L’organisation de défense des droits humains à l’origine du rapport donne également des pistes pour lutter contre ce problème.
Incitation à la haine, désinformation, misogynie… les contenus nuisibles sont nombreux à être diffusés sur YouTube. Le NYU Stern Center for Business and Human Rights, une organisation dédiée aux droits humains dans une école de commerce a récemment alerté sur les dangers de cette diffusion dans un rapport. « Malgré son poids et son influence, on en sait moins sur YouTube que sur les autres grands sites de réseaux sociaux. Filiale de Google, YouTube a été moins scrutée par les sociologues, politiciens et groupes de société civile, dont le nôtre. En conséquence, nous en savons moins sur les pratiques commerciales de YouTube et les effets qu’elles ont sur les sociétés dans lesquelles elle opère », indique l’organisation. L’objectif, avec ce rapport, est ainsi de remédier à ce déficit de connaissances sur ce réseau social comptant plus de 2 milliards d’utilisateurs.
Un problème de modération
L’organisation y indique que malgré les règles de YouTube interdisant les contenus nuisibles et la modération de contenu humaine et automatisée, des vidéos de ce type sont toujours diffusées. Elle donne l’exemple de Frank James, l’homme accusé d’avoir blessé dix personnes par balles dans le métro de New York en avril 2022. Il avait posté des centaines de vidéos sur YouTube et Facebook, dont beaucoup le montraient en train de faire des menaces violentes et autres déclarations haineuses. Il y déclarait notamment vouloir « tuer des gens », mais ces contenus n’ont pas été signalés aux autorités. De plus, ce n’est qu’après la fusillade que ses comptes ont été supprimés.

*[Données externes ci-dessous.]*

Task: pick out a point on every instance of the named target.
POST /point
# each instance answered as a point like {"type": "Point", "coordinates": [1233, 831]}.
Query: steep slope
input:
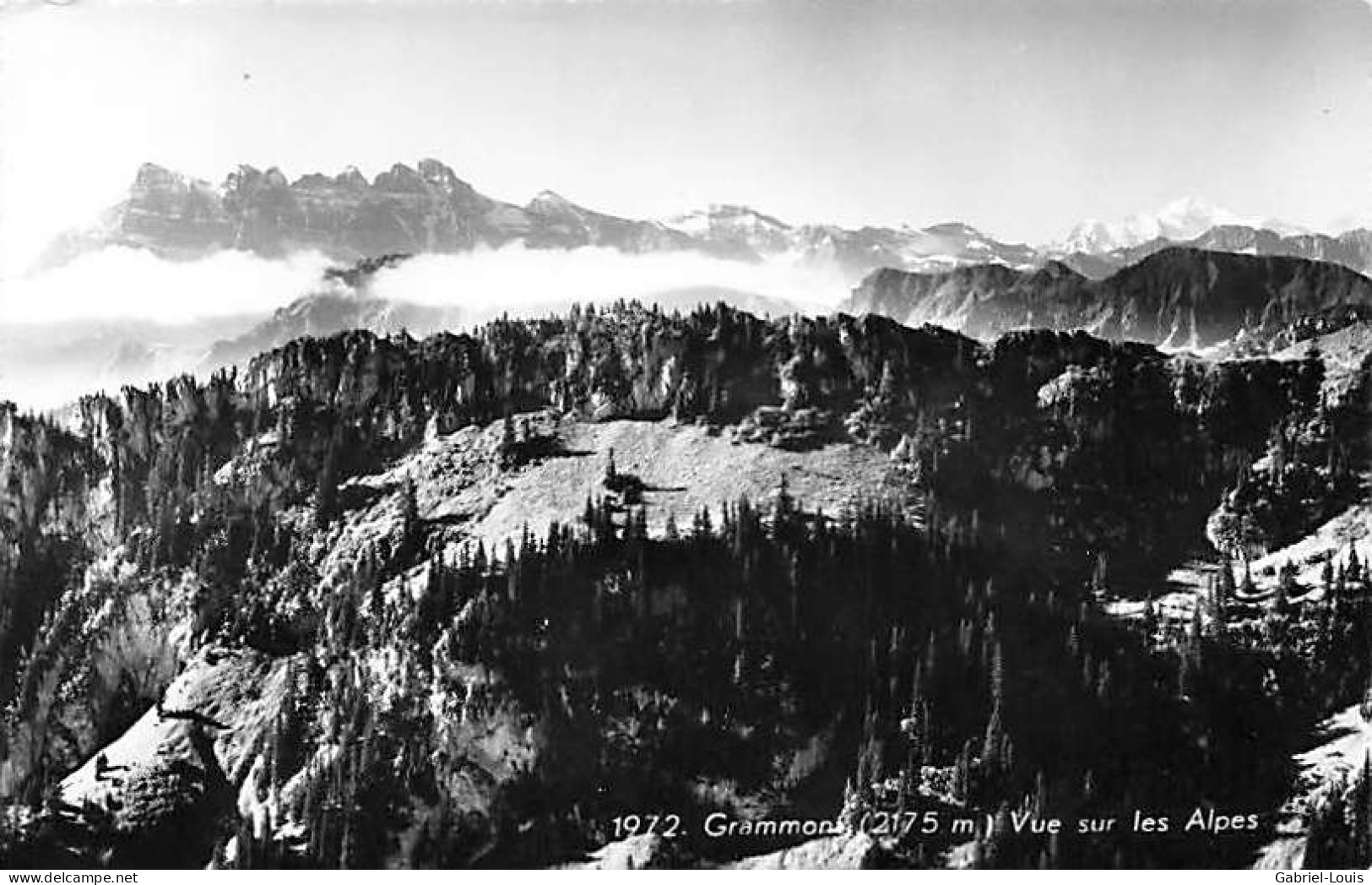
{"type": "Point", "coordinates": [501, 643]}
{"type": "Point", "coordinates": [1174, 298]}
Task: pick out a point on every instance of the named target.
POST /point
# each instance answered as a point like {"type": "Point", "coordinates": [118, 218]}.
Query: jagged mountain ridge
{"type": "Point", "coordinates": [428, 209]}
{"type": "Point", "coordinates": [1178, 296]}
{"type": "Point", "coordinates": [1352, 248]}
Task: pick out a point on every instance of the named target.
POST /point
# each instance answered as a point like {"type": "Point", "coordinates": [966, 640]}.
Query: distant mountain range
{"type": "Point", "coordinates": [428, 209]}
{"type": "Point", "coordinates": [1178, 296]}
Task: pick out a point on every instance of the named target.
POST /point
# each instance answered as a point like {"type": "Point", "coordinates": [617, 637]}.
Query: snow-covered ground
{"type": "Point", "coordinates": [1346, 740]}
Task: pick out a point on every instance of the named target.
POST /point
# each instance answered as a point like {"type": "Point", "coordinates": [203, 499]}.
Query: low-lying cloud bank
{"type": "Point", "coordinates": [127, 316]}
{"type": "Point", "coordinates": [513, 279]}
{"type": "Point", "coordinates": [132, 285]}
{"type": "Point", "coordinates": [121, 283]}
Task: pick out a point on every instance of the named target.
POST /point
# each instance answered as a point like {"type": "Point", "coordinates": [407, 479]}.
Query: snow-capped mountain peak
{"type": "Point", "coordinates": [1180, 220]}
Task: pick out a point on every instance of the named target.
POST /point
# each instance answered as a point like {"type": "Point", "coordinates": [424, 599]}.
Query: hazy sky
{"type": "Point", "coordinates": [1021, 117]}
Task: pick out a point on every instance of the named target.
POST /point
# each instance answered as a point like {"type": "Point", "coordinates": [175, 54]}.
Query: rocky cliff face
{"type": "Point", "coordinates": [1174, 298]}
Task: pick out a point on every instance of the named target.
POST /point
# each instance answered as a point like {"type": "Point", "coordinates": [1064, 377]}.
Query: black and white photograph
{"type": "Point", "coordinates": [685, 435]}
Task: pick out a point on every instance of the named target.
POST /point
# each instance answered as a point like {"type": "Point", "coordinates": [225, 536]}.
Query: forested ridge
{"type": "Point", "coordinates": [763, 658]}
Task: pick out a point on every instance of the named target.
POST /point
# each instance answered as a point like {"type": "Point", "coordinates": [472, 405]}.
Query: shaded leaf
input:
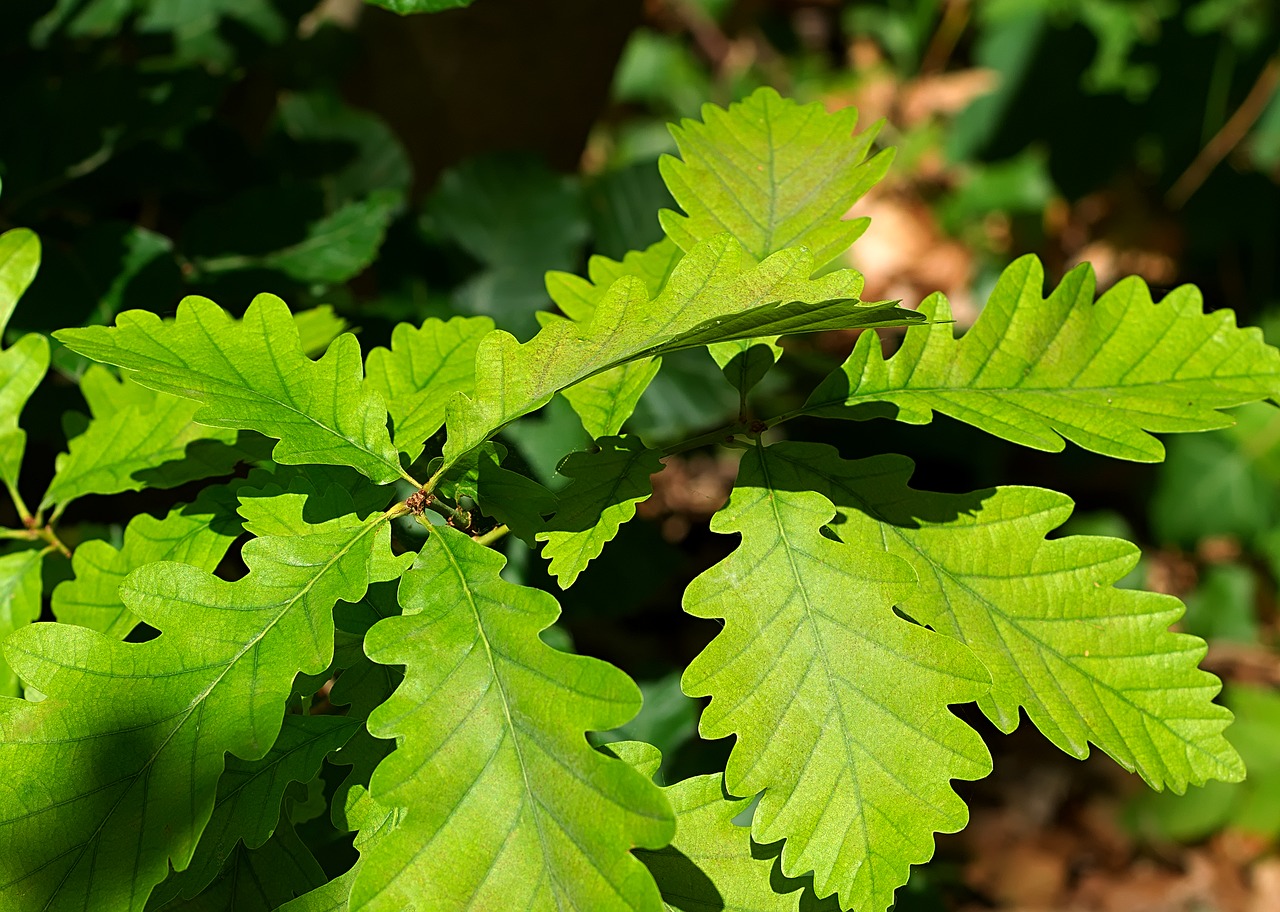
{"type": "Point", "coordinates": [1086, 661]}
{"type": "Point", "coordinates": [709, 285]}
{"type": "Point", "coordinates": [839, 706]}
{"type": "Point", "coordinates": [252, 374]}
{"type": "Point", "coordinates": [131, 737]}
{"type": "Point", "coordinates": [608, 482]}
{"type": "Point", "coordinates": [420, 373]}
{"type": "Point", "coordinates": [196, 534]}
{"type": "Point", "coordinates": [492, 765]}
{"type": "Point", "coordinates": [246, 814]}
{"type": "Point", "coordinates": [1034, 370]}
{"type": "Point", "coordinates": [256, 880]}
{"type": "Point", "coordinates": [342, 245]}
{"type": "Point", "coordinates": [137, 438]}
{"type": "Point", "coordinates": [19, 259]}
{"type": "Point", "coordinates": [19, 605]}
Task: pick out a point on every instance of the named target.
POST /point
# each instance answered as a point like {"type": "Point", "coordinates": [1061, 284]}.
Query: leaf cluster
{"type": "Point", "coordinates": [334, 594]}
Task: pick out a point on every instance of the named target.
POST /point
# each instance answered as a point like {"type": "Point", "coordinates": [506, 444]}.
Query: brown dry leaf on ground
{"type": "Point", "coordinates": [690, 489]}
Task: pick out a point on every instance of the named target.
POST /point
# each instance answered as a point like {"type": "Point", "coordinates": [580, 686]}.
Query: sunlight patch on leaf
{"type": "Point", "coordinates": [840, 706]}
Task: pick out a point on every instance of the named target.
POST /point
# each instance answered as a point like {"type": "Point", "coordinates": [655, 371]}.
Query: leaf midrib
{"type": "Point", "coordinates": [365, 528]}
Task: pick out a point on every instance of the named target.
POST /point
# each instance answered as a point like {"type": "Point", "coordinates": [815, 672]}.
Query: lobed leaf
{"type": "Point", "coordinates": [712, 863]}
{"type": "Point", "coordinates": [19, 603]}
{"type": "Point", "coordinates": [421, 370]}
{"type": "Point", "coordinates": [1086, 661]}
{"type": "Point", "coordinates": [708, 286]}
{"type": "Point", "coordinates": [608, 482]}
{"type": "Point", "coordinates": [254, 374]}
{"type": "Point", "coordinates": [507, 806]}
{"type": "Point", "coordinates": [246, 816]}
{"type": "Point", "coordinates": [256, 880]}
{"type": "Point", "coordinates": [839, 706]}
{"type": "Point", "coordinates": [197, 534]}
{"type": "Point", "coordinates": [137, 438]}
{"type": "Point", "coordinates": [131, 738]}
{"type": "Point", "coordinates": [773, 173]}
{"type": "Point", "coordinates": [19, 260]}
{"type": "Point", "coordinates": [1034, 370]}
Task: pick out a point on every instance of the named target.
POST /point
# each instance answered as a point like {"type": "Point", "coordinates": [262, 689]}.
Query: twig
{"type": "Point", "coordinates": [1228, 137]}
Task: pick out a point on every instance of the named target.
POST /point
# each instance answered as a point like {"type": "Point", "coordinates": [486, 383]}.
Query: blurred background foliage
{"type": "Point", "coordinates": [402, 168]}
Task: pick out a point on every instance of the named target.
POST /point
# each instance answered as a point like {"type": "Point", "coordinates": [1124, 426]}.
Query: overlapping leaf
{"type": "Point", "coordinates": [131, 738]}
{"type": "Point", "coordinates": [196, 534]}
{"type": "Point", "coordinates": [22, 365]}
{"type": "Point", "coordinates": [137, 438]}
{"type": "Point", "coordinates": [608, 482]}
{"type": "Point", "coordinates": [420, 373]}
{"type": "Point", "coordinates": [1034, 370]}
{"type": "Point", "coordinates": [507, 806]}
{"type": "Point", "coordinates": [712, 863]}
{"type": "Point", "coordinates": [246, 814]}
{"type": "Point", "coordinates": [252, 374]}
{"type": "Point", "coordinates": [19, 605]}
{"type": "Point", "coordinates": [772, 173]}
{"type": "Point", "coordinates": [839, 705]}
{"type": "Point", "coordinates": [709, 285]}
{"type": "Point", "coordinates": [256, 880]}
{"type": "Point", "coordinates": [1086, 661]}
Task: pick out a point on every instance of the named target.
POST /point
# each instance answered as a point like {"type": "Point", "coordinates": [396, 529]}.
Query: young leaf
{"type": "Point", "coordinates": [420, 373]}
{"type": "Point", "coordinates": [19, 603]}
{"type": "Point", "coordinates": [839, 705]}
{"type": "Point", "coordinates": [608, 482]}
{"type": "Point", "coordinates": [507, 806]}
{"type": "Point", "coordinates": [1086, 661]}
{"type": "Point", "coordinates": [137, 438]}
{"type": "Point", "coordinates": [252, 374]}
{"type": "Point", "coordinates": [197, 534]}
{"type": "Point", "coordinates": [709, 285]}
{"type": "Point", "coordinates": [712, 863]}
{"type": "Point", "coordinates": [131, 738]}
{"type": "Point", "coordinates": [248, 807]}
{"type": "Point", "coordinates": [1034, 370]}
{"type": "Point", "coordinates": [772, 173]}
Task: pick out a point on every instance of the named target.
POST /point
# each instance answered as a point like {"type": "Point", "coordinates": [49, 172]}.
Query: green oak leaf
{"type": "Point", "coordinates": [712, 283]}
{"type": "Point", "coordinates": [1034, 370]}
{"type": "Point", "coordinates": [248, 807]}
{"type": "Point", "coordinates": [197, 534]}
{"type": "Point", "coordinates": [137, 438]}
{"type": "Point", "coordinates": [608, 482]}
{"type": "Point", "coordinates": [712, 863]}
{"type": "Point", "coordinates": [256, 880]}
{"type": "Point", "coordinates": [773, 173]}
{"type": "Point", "coordinates": [19, 260]}
{"type": "Point", "coordinates": [132, 737]}
{"type": "Point", "coordinates": [23, 364]}
{"type": "Point", "coordinates": [492, 765]}
{"type": "Point", "coordinates": [19, 603]}
{"type": "Point", "coordinates": [420, 373]}
{"type": "Point", "coordinates": [252, 374]}
{"type": "Point", "coordinates": [336, 249]}
{"type": "Point", "coordinates": [1084, 660]}
{"type": "Point", "coordinates": [840, 706]}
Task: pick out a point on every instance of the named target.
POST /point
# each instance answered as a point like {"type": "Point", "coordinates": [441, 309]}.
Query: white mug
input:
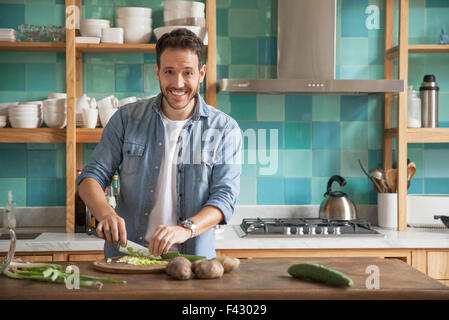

La modération est encore plus inadaptée en dehors des États-Unis alors que plus de 80% du trafic de YouTube vient de l’extérieur du pays. La filiale de Google a affirmé auprès de l’organisation que ses modérateurs humains « prennent en charge de nombreuses langues, dont le russe et l’ukrainien », mais aussi que son système d’examen lui permet d’appliquer ses politiques à grande échelle. Plus de 300 ONG et agences gouvernementales auraient également rejoint son programme Trusted Flagger, qui permet de signaler des contenus que YouTube devrait supprimer. Le NYU Stern Center for Business and Human Rights a pourtant trouvé des preuves que les problèmes persistent et sont répandus. En Corée du Sud par exemple, un groupe « anti-féministe » utilisant autrefois la devise « Jusqu’au jour où toutes les féministes seront exterminées » gère une chaîne YouTube comptant 475 000 abonnés.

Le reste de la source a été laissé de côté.